Rainbow Sesame Salad

Starting salad season on the right foot, this recipe delivers on crunch, vibrant flavors & is customizable to whatever you have in the fridge that needs a home. Throw a noodle in the mix or turn this into a wrap! You can’t go wrong! (serves 1 as a main dish or 2 as a side).

Rainbow Sesame Salad

A vibrant, crunchy dish full of fresh flavors and endless customization options!
Course: Main Course, Salad, Side Dish
Keyword: healthy, high protein, lunch, salad
Servings: 2
Author: Hailey McCluskey

Ingredients

For the salad:

  • 1 cup green cabbage shredded
  • cup purple cabbage shredded
  • 2-3 green onions chopped
  • ½ cup matchstick carrots
  • ½-1 red bell pepper thinly sliced
  • 1 jalapeño seeded and sliced

For topping:

  • fresh cilantro
  • sesame seeds
  • chopped green onions
  • wonton strips

For the dressing:

  • 2 tbsp sesame oil
  • 1 tsp olive oil
  • 2 tbsp soy sauce
  • tbspm maple syrup
  • 2 tsp minced ginger
  • ½ tsp white pepper

Optional: grilled chicken or shrimp

Instructions

  • If including chicken, marinate in equal parts soy sauce & sesame oil, as well as 1 tbsp each of minced garlic and minced ginger.
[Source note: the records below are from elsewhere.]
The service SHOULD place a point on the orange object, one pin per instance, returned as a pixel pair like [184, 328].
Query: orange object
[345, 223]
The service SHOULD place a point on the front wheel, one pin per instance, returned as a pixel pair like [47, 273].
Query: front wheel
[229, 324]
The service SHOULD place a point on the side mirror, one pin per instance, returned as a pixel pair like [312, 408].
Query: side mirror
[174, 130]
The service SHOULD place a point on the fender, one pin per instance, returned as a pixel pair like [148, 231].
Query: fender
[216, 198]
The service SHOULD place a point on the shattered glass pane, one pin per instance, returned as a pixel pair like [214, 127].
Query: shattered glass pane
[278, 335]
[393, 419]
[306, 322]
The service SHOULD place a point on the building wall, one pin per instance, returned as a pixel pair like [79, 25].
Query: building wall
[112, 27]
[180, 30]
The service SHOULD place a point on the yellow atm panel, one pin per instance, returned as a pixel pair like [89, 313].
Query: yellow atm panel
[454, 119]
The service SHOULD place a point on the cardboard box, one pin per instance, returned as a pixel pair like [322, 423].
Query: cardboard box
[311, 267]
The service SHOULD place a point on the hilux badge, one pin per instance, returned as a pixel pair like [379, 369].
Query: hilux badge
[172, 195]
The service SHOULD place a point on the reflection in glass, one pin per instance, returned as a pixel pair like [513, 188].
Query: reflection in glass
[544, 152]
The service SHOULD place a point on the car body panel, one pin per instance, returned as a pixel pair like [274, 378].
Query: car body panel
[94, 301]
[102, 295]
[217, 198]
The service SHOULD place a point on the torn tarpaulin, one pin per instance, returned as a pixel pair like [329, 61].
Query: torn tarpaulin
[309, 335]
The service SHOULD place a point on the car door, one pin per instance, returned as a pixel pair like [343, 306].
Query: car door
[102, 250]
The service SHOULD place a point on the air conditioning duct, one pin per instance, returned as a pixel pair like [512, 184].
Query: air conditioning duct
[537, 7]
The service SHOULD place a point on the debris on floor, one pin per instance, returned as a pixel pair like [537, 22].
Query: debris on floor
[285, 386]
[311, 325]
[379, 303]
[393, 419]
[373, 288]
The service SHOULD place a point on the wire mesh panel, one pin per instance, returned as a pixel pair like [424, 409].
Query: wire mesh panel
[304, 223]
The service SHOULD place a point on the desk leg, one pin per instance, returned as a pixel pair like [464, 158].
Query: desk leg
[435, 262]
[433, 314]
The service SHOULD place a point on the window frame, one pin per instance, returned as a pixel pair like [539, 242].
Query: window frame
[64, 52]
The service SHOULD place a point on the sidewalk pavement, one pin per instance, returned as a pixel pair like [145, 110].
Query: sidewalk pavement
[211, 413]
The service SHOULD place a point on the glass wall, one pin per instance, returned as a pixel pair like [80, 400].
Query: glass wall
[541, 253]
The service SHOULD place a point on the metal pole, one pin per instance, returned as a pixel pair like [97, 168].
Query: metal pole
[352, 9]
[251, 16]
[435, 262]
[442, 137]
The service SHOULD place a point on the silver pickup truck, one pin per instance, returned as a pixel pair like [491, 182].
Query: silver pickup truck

Marinate for up to 24 hrs or at least 2 hrs in the refrigerator. Grill, pan fry or bake your chicken until internal temperature reaches 165 F. Slice & set aside while you prepare your salad.
  • Make the dressing by combining all ingredients in a tightly sealed jar or container and shaking vigorously before use.
  •  In a large bowl, assemble your salad by combining both shredded cabbages, carrots, green onion, carrots, jalapeno & bell pepper. Top with chicken, cilantro, sesame seeds, more green onions and wonton strips and add dressing – toss & enjoy!